In decision tree learning, the global approach consists of building a tree from the learning sample of all pairs \(L_r \times L_c\). Each split of the resulting tree is based on one of the input features associated with either a rowinstance vector or a columninstance vector (i.e., \(x_r \bigcup x_c\)) targeting at maximum variance reduction on the label space \(\mathbf {Y_g}\). Each leaf of the resulting tree is thus associated with a subset of the matrix \({\mathbf {Y}}\). The resulting pairs in a leaf are ideally all connected or disconnected.

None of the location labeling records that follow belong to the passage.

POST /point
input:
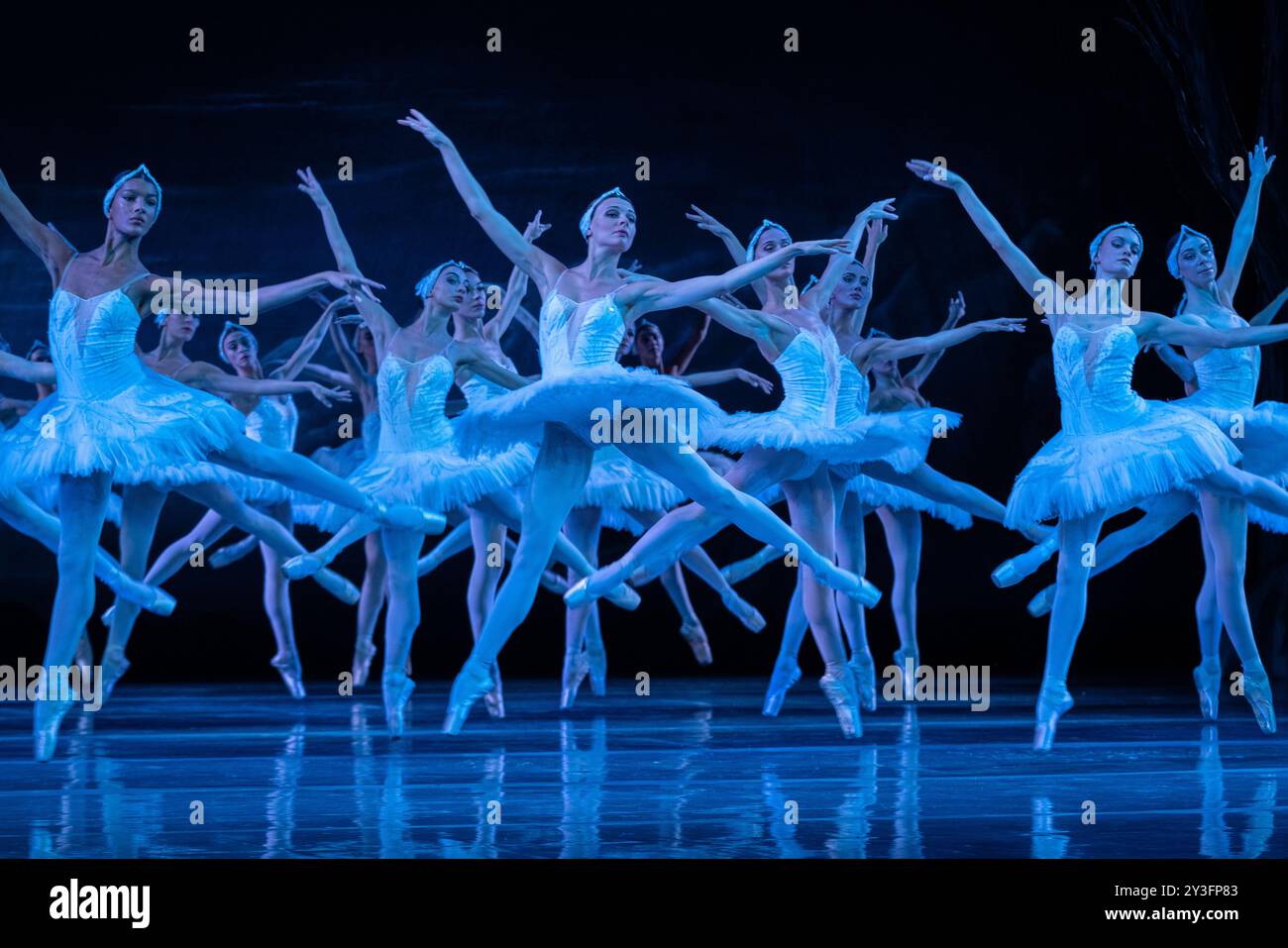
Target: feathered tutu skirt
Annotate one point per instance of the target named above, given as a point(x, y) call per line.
point(1073, 475)
point(155, 430)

Local multiple output approach
The ability of decision trees to handle multiple labels simultaneously is exploited and two separate models are built based on \(L_r\) and \(L_c\) respectively, as displayed in Fig. 3b. The first treemodel is built on \(L_r\) predicting values for unseen rowinstances (\(T_r \times L_c\)) and the second is built on \(L_c\) predicting values for unseen columninstances (\(L_r \times T_c\)). In order to make predictions of totally unseen pairs of nodes (\(T_r \times T_c\)) a two step approach is applied (Schrynemackers et al. 2015; Stock et al. 2016). A demonstration of the approach is presented in Fig. 4. First, a model is trained over the rowinstances of the \(L_r\) space predicting values in the \(T_r\) space. Next, a new learning set \(\tilde{L_r}\) is formed composed of the former learning set \(L_r\) and the newly predicted set \(T_r\). This extended learning space is then used to train a second model. More specifically, the second model is built on the columninstances of \(\tilde{L_r}\) predicting values of unseen columninstances \(T_c\). Symmetrically, the same strategy can be applied starting from the other direction. The final \(T_r \times T_c\) predictions are performed by numerically averaging the prediction probabilities returned by the two complementary approaches.

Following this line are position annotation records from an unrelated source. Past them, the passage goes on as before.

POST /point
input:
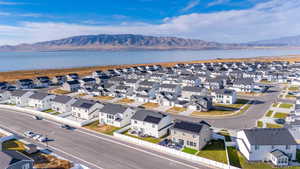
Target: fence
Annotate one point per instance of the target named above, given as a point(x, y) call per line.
point(46, 116)
point(118, 134)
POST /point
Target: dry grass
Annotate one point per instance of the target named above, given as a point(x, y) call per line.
point(176, 110)
point(83, 71)
point(125, 101)
point(48, 161)
point(59, 91)
point(106, 129)
point(150, 105)
point(13, 145)
point(105, 98)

Global multiple output approach
We propose to adapt the predictive clustering tree algorithm so that it yields a multioutput decision tree that is directly applicable to interaction data. Thus, compared to the global single output approach, it has the advantage that (1) it does not require any transformation of the data (i.e., no Cartesian product needs to be formed) and (2) it takes into account correlations between rows and columns of the interaction matrix, rather than viewing the matrix cells as independent. Compared to the local multioutput approach, it has the advantage that a single model is learned, thereby increasing interpretability.
The interaction framework that we consider is illustrated in Fig. 3c. The traditional context of decision trees is extended to an interaction network setting where instead of one set of features \(\mathbf {X_r}\) one has two sets \(\mathbf {X_r}\) and \(\mathbf {X_c}\). The goal is to predict the interactions between these two sets, represented here as binary labels in a matrix \({\mathbf {Y}}\). The decision function is then \(f:\mathbf {X_r} \times \mathbf {X_c} \rightarrow \{0,1\}\).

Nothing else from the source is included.